= Sicilian Peasant Telling an American Officer Which Way the Germans Had Gone =

1943 photograph by Robert Capa

Sicilian Peasant Telling an American Officer Which Way the Germans Had Gone (Sperlinga, 1943) by Robert Capa

Sicilian Peasant Telling an American Officer Which Way the Germans Had Gone. Near Troina. Italy. August 1943 is a black and white photograph taken by Robert Capa in Sicily on 4 August 1943. Capa had come to Sicily in late July 1943 to document the Allies invasion of the Italian island and took many photographs related to the conflict, presenting the American soldiers, the German invaders, the Italian partisans and the civilian population.

==Description==
Capa had already photographed a large amount of material related to the ongoing invasion of Sicily, when he took this photograph, in Sperlinga, near Troina, on 4 August 1943. It went to become one of his most popular and the most emblematic from the group taken during the Sicily campaign.

The photograph depicts in the foreground an old Sicilian peasant, dressed in traditional clothing, talking to a young American soldier, who listens, in a crouched position, while he points with his cane to the direction where the Germans have gone.
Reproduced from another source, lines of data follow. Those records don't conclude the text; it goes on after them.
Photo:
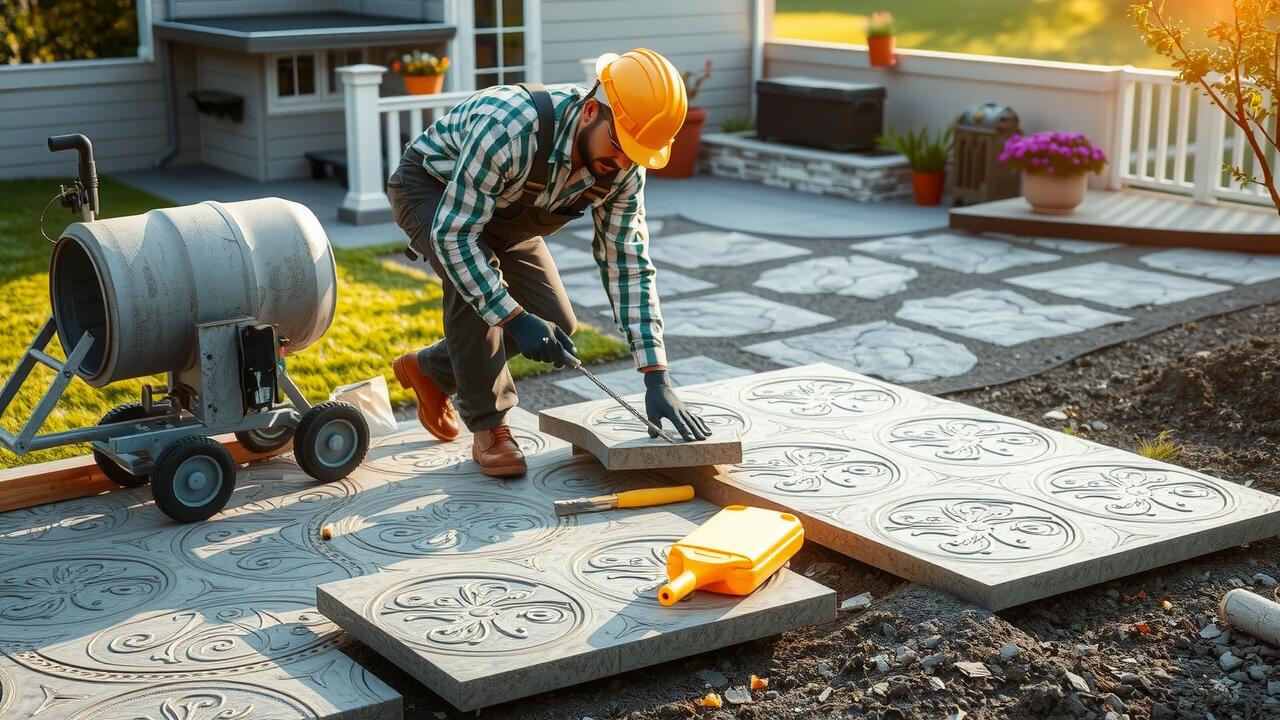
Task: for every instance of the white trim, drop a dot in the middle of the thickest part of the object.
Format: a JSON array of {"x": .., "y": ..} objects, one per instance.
[{"x": 534, "y": 40}]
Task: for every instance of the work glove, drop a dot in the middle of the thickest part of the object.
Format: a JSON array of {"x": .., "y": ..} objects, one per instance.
[
  {"x": 661, "y": 401},
  {"x": 542, "y": 341}
]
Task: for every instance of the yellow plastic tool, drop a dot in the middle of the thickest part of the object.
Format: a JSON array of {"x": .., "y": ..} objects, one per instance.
[
  {"x": 629, "y": 499},
  {"x": 732, "y": 552}
]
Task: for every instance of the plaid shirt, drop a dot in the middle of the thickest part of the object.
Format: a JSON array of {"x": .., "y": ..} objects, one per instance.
[{"x": 483, "y": 150}]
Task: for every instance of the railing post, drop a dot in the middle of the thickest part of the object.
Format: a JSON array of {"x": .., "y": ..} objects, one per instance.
[
  {"x": 1210, "y": 126},
  {"x": 366, "y": 196}
]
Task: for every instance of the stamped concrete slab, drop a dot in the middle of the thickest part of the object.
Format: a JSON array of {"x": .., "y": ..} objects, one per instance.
[
  {"x": 487, "y": 596},
  {"x": 682, "y": 372},
  {"x": 620, "y": 441},
  {"x": 112, "y": 611},
  {"x": 964, "y": 254},
  {"x": 876, "y": 349},
  {"x": 1118, "y": 286},
  {"x": 988, "y": 507},
  {"x": 1002, "y": 317},
  {"x": 586, "y": 288},
  {"x": 731, "y": 314},
  {"x": 854, "y": 277},
  {"x": 1232, "y": 267},
  {"x": 717, "y": 249}
]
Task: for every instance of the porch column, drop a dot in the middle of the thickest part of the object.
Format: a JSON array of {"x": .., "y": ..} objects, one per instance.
[{"x": 366, "y": 178}]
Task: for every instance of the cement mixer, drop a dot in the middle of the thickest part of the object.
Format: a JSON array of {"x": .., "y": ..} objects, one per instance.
[{"x": 215, "y": 296}]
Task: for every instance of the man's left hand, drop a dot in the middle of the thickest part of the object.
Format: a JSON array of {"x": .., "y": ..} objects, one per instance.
[{"x": 661, "y": 401}]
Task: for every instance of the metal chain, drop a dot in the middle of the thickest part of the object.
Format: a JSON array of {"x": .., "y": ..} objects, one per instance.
[{"x": 48, "y": 205}]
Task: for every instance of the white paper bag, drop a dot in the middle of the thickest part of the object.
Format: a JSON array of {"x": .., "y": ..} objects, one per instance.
[{"x": 375, "y": 405}]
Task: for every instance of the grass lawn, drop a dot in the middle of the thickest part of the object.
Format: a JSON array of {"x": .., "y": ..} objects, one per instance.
[
  {"x": 1074, "y": 31},
  {"x": 384, "y": 309}
]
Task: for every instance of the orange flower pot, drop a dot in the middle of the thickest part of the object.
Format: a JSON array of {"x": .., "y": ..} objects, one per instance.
[
  {"x": 881, "y": 50},
  {"x": 928, "y": 187},
  {"x": 424, "y": 85},
  {"x": 684, "y": 151}
]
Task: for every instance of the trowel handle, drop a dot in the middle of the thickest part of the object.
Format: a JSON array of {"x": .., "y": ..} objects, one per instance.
[{"x": 654, "y": 496}]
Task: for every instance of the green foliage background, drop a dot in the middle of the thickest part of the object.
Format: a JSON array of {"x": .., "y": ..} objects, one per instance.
[{"x": 44, "y": 31}]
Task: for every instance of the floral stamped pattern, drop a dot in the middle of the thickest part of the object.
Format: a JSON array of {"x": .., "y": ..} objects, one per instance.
[
  {"x": 968, "y": 441},
  {"x": 46, "y": 592},
  {"x": 458, "y": 523},
  {"x": 1144, "y": 495},
  {"x": 816, "y": 470},
  {"x": 478, "y": 614},
  {"x": 977, "y": 528},
  {"x": 819, "y": 399}
]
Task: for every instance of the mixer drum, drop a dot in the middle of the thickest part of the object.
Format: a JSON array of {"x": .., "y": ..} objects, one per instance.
[{"x": 142, "y": 283}]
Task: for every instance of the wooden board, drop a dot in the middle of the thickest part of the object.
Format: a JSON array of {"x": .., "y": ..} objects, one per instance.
[{"x": 80, "y": 477}]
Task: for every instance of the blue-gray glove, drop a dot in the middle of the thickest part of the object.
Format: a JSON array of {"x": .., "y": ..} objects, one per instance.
[
  {"x": 661, "y": 401},
  {"x": 542, "y": 341}
]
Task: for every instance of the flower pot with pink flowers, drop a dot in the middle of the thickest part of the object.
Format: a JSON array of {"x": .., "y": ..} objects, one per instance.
[
  {"x": 880, "y": 39},
  {"x": 1055, "y": 167},
  {"x": 423, "y": 72}
]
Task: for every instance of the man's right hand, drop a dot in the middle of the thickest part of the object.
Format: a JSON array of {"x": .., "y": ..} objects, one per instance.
[{"x": 542, "y": 341}]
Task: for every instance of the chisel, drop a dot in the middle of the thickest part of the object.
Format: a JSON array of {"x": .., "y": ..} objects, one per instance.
[
  {"x": 622, "y": 402},
  {"x": 629, "y": 499}
]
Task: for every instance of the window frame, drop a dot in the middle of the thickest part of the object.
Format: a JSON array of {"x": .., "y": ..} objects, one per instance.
[{"x": 323, "y": 99}]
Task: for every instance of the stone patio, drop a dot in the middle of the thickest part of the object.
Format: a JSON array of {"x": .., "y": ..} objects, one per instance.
[{"x": 991, "y": 509}]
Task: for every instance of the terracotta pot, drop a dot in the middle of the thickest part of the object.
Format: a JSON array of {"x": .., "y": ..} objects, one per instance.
[
  {"x": 881, "y": 50},
  {"x": 1051, "y": 195},
  {"x": 424, "y": 85},
  {"x": 684, "y": 151},
  {"x": 928, "y": 187}
]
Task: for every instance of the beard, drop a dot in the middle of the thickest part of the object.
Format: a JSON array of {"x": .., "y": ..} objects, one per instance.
[{"x": 598, "y": 167}]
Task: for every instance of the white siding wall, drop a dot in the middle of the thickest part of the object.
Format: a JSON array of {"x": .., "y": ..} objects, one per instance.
[
  {"x": 233, "y": 146},
  {"x": 686, "y": 31}
]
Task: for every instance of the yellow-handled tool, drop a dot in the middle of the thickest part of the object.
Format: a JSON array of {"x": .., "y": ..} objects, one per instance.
[{"x": 629, "y": 499}]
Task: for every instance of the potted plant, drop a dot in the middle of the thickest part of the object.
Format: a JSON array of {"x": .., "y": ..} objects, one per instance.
[
  {"x": 880, "y": 39},
  {"x": 689, "y": 140},
  {"x": 1055, "y": 167},
  {"x": 928, "y": 155},
  {"x": 423, "y": 72}
]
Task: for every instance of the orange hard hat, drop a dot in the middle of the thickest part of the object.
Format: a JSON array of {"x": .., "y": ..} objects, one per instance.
[{"x": 648, "y": 99}]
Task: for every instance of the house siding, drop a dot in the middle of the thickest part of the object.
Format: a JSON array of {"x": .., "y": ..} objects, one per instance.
[{"x": 686, "y": 32}]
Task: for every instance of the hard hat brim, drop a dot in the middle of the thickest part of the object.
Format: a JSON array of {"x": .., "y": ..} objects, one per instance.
[{"x": 649, "y": 158}]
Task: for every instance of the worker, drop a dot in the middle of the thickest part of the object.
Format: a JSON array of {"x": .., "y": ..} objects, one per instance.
[{"x": 479, "y": 190}]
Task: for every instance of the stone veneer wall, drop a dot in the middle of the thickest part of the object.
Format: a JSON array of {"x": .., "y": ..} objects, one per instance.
[{"x": 856, "y": 177}]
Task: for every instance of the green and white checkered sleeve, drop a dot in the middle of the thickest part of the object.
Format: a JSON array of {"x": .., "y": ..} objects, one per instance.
[
  {"x": 621, "y": 250},
  {"x": 484, "y": 171}
]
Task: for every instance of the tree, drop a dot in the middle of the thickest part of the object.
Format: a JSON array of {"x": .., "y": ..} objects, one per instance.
[
  {"x": 1239, "y": 73},
  {"x": 45, "y": 31}
]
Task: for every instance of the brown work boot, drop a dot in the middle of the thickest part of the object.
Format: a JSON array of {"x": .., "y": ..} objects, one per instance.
[
  {"x": 498, "y": 454},
  {"x": 434, "y": 408}
]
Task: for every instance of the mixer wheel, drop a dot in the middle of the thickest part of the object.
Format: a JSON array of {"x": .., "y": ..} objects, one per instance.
[
  {"x": 193, "y": 479},
  {"x": 332, "y": 440},
  {"x": 265, "y": 440},
  {"x": 113, "y": 472}
]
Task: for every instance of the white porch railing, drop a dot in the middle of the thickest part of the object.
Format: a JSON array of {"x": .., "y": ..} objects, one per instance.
[{"x": 1173, "y": 137}]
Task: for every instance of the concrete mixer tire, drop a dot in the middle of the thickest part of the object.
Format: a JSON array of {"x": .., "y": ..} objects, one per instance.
[
  {"x": 193, "y": 479},
  {"x": 265, "y": 440},
  {"x": 332, "y": 440},
  {"x": 113, "y": 472}
]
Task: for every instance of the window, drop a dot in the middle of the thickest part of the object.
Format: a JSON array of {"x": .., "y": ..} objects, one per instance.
[
  {"x": 298, "y": 82},
  {"x": 499, "y": 41}
]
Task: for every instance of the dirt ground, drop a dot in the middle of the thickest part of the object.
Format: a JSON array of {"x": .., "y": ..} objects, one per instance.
[{"x": 1132, "y": 647}]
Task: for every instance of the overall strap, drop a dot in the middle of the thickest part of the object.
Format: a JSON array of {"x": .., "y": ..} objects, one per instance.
[{"x": 536, "y": 180}]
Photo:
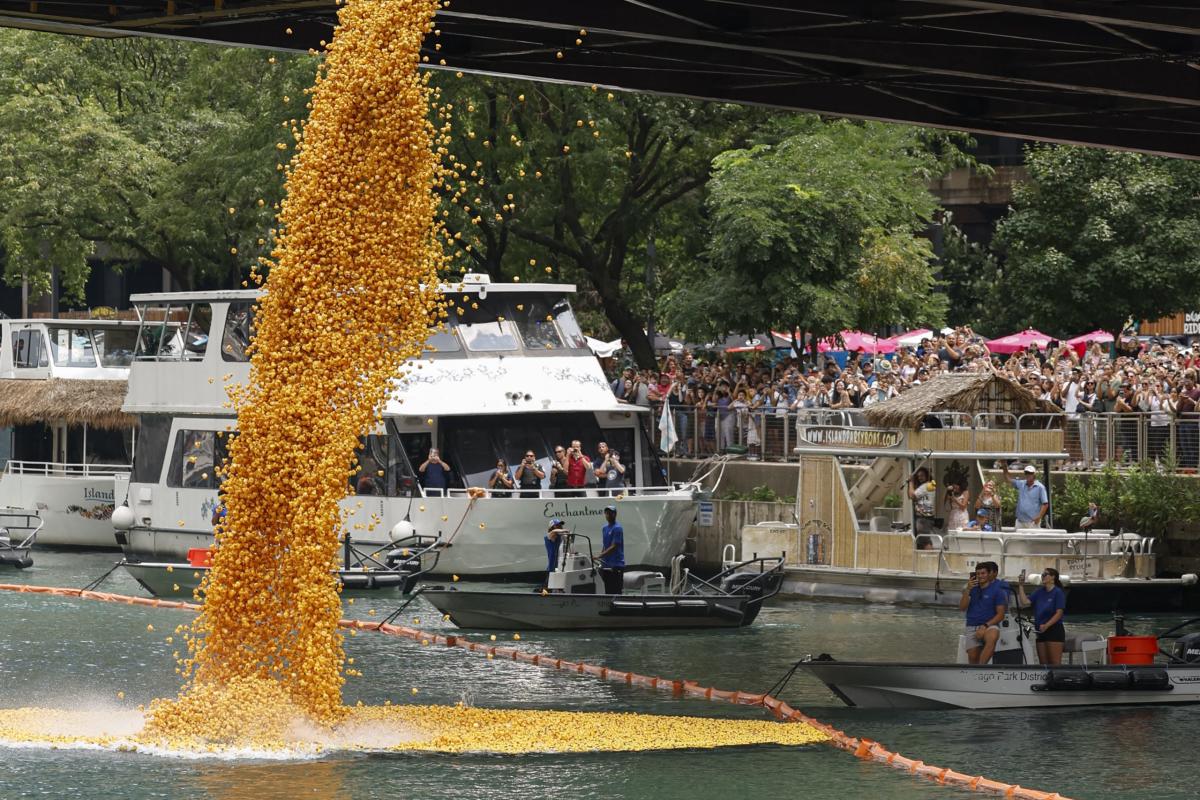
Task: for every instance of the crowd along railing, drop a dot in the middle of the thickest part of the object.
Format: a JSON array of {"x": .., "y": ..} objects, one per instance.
[{"x": 1090, "y": 440}]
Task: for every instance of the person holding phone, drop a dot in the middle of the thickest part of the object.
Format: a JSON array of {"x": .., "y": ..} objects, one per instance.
[
  {"x": 1049, "y": 602},
  {"x": 529, "y": 475},
  {"x": 501, "y": 482},
  {"x": 985, "y": 601}
]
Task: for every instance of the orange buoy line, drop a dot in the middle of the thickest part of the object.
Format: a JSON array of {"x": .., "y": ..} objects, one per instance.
[{"x": 863, "y": 749}]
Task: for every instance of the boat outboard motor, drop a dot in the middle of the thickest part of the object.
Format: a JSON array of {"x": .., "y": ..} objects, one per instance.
[{"x": 1187, "y": 648}]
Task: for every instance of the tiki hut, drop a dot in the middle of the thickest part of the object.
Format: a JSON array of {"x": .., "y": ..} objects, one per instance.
[
  {"x": 95, "y": 403},
  {"x": 967, "y": 392}
]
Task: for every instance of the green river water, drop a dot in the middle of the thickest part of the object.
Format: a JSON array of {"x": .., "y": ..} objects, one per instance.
[{"x": 63, "y": 653}]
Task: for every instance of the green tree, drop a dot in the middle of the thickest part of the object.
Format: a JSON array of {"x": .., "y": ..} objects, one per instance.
[
  {"x": 970, "y": 278},
  {"x": 815, "y": 229},
  {"x": 136, "y": 150},
  {"x": 1098, "y": 236},
  {"x": 574, "y": 180}
]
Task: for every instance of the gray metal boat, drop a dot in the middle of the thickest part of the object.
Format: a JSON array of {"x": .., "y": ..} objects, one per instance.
[
  {"x": 1174, "y": 678},
  {"x": 18, "y": 531},
  {"x": 574, "y": 599},
  {"x": 1005, "y": 686}
]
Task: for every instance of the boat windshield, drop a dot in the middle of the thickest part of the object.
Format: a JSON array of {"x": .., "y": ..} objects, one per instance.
[
  {"x": 442, "y": 342},
  {"x": 71, "y": 347},
  {"x": 115, "y": 346},
  {"x": 510, "y": 322}
]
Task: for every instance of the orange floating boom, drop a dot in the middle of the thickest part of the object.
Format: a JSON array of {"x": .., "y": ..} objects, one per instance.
[{"x": 863, "y": 749}]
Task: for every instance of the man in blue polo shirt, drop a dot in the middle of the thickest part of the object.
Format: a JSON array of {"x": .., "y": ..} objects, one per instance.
[
  {"x": 1032, "y": 499},
  {"x": 984, "y": 600},
  {"x": 612, "y": 555}
]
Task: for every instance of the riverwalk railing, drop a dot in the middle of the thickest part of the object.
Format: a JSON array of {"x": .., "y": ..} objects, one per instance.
[{"x": 1089, "y": 440}]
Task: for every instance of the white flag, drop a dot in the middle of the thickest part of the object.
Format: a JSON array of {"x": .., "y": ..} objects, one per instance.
[{"x": 667, "y": 438}]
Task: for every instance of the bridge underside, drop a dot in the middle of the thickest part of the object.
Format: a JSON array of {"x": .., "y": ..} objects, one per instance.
[{"x": 1097, "y": 72}]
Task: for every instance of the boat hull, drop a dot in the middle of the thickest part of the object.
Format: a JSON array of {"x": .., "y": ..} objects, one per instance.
[
  {"x": 490, "y": 537},
  {"x": 994, "y": 686},
  {"x": 511, "y": 611},
  {"x": 77, "y": 509},
  {"x": 1091, "y": 596}
]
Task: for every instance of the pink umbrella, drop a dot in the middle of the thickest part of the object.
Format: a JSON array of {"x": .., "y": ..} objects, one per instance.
[
  {"x": 856, "y": 341},
  {"x": 1081, "y": 342},
  {"x": 1018, "y": 342}
]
The old man does not hide his enthusiasm in helping the liberators of his island, while the soldier listens with interest. There is a certain complicity between both men, despite their differences in age and origin. In the large background, there is a Mediterranean landscape, with grazing land and some trees.

==Public collections==
There are prints of the photograph at the International Center of Photography, in New York, and at the Hood Museum of Art, Dartmouth College, in Hanover, New Hampshire.